The oil from their region provides 80% of the federal government’s annual revenue while they suffer from acute poverty, unemployment and an almost total collapse of their infrastructure and traditional industries, such as fishing, which has been destroyed by oil pollution.

Many of the delta’s destitute – including Asari’s loyalists – have turned to oil theft, siphoning oil from the pipelines that criss-cross the region onto barges which then ferry the product to rusting Albanian and Ukrainian tankers lying offshore, chartered by Lebanese middlemen.

By some estimates, this illegal trade is worth more than Colombia’s entire drug trade and it has spawned scores of well-armed gangs. Nalaguo Chris Alagoa, who runs the Nigerian branch of Pro-Natura International, a Paris-based conservation movement working on community development projects with the people of the delta, gave a grave warning about the latest crisis.

“Nigeria is like a country sitting on a keg of gunpowder. The delta’s resources are what supports the whole country. The fuse is getting shorter and shorter and the day the keg explodes Nigeria will go to pieces,” said Alagoa.

Dr Mofia Akoba, Nigeria’s former Oil Minister, is now an environmental activist in the delta. “The people who live among this oil don’t have anything to show for it,” he said from his ramshackle home in Port Harcourt.

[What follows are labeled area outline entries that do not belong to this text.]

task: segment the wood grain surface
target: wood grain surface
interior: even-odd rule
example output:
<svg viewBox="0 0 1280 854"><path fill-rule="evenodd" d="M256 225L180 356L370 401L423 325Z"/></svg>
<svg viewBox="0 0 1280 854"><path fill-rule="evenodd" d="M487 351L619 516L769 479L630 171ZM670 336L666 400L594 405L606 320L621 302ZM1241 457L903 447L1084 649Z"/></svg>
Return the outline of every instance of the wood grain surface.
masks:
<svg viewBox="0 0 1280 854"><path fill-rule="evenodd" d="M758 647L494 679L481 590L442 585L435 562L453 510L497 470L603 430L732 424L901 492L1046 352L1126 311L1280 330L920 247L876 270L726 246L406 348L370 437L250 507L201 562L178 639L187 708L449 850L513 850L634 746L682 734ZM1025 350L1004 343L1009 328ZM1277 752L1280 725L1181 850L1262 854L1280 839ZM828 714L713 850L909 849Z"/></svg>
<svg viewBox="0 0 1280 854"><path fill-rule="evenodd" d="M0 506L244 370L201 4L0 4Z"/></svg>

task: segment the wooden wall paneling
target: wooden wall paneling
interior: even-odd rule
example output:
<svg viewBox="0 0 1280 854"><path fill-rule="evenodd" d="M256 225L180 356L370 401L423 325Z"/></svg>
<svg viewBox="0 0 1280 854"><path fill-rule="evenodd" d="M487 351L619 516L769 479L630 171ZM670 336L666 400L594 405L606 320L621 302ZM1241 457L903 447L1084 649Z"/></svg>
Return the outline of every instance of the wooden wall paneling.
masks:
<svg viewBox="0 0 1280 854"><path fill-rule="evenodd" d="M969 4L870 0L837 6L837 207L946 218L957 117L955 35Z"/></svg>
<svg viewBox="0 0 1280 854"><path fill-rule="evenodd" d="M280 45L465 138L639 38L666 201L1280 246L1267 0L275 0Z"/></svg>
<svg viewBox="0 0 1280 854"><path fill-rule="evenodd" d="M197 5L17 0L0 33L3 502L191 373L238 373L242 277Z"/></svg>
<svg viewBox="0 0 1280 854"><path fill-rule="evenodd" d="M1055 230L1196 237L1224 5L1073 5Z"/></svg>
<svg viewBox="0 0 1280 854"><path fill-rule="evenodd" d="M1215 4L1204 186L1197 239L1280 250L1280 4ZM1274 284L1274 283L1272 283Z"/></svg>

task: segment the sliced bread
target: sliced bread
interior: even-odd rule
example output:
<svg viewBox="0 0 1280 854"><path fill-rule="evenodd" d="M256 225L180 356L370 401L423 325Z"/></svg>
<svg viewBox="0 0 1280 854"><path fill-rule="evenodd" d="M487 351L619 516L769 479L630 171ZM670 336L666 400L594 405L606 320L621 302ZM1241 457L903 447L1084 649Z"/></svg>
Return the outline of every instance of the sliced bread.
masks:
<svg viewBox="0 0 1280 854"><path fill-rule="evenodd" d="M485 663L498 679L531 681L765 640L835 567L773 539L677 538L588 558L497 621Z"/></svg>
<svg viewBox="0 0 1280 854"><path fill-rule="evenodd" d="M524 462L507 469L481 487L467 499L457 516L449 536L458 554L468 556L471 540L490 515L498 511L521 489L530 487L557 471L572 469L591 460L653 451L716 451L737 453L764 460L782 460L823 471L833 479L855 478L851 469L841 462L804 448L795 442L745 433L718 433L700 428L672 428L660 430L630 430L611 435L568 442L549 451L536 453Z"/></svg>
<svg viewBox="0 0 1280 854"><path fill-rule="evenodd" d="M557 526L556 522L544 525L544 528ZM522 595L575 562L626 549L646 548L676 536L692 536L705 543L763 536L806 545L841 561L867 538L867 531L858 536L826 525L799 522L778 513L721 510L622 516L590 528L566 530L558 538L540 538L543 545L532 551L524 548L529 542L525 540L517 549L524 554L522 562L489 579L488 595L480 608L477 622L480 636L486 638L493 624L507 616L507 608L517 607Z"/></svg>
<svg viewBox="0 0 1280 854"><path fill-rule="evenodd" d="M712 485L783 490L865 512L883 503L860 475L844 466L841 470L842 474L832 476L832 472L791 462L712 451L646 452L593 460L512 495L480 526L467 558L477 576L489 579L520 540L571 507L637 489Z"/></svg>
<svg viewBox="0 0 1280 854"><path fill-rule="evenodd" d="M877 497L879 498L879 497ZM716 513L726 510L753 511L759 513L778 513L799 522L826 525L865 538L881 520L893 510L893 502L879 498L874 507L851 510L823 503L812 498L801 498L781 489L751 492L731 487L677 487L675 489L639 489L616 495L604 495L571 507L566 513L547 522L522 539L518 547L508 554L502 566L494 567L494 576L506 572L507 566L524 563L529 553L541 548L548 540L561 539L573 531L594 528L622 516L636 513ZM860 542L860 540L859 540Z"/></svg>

“It’s not like Saudi oil where the oil is in the desert far away from the people. Here they live among the pipelines and rigs and all they get is air and land pollution. They are prepared to do without oil for two or three generations until a humane government is in place that uses the revenues in a responsible way.”

Copyright © 2005 smg sunday newspapers ltd. no.176088 [url]http://www.sundayherald.com/print51904[/url]


Howard Campbell, Jr.

2005-09-26 04:06 | User Profile

25%!! I would have guessed under 5%...

Time for Junior to kiss up to President Chavez. :wink:


Sertorius

2005-09-26 05:04 | User Profile

Howard,

Yep. The best thing Bush can do right now is to shut the hell up about invading other countries and mind his own damn business. We have a full plate as things stand.


Angeleyes

2005-09-26 18:01 | User Profile

[QUOTE=Howard Campbell, Jr.]25%!! I would have guessed under 5%...

Time for Junior to kiss up to President Chavez. :wink:[/QUOTE]The American Petroleum Institute (API) cited Nigeria's share as about 10% last time I looked. I don't think they have much reason to lie.

[QUOTE]Asari has never embraced the peaceful tactics that made the execution of writer Ken Saro-Wiwa’s so terrible and widely condemned. “It is only violence that brings tyrants to their senses because tyrants survive by violence,” Asari said in a recent interview. Asari could, however, share Saro-Wiwa’s fate if convicted of treason, for the offence carries the death penalty in Nigeria. Whether Asari is a freedom fighter or a mere bandit, there is little doubt that the people who live in the delta’s vast rainforests and mangrove swamps have genuine grievances against the central government. [/QUOTE]Standard African "leader." If he takes over, it will be yet another case of "meet the new boss, same as the old boss."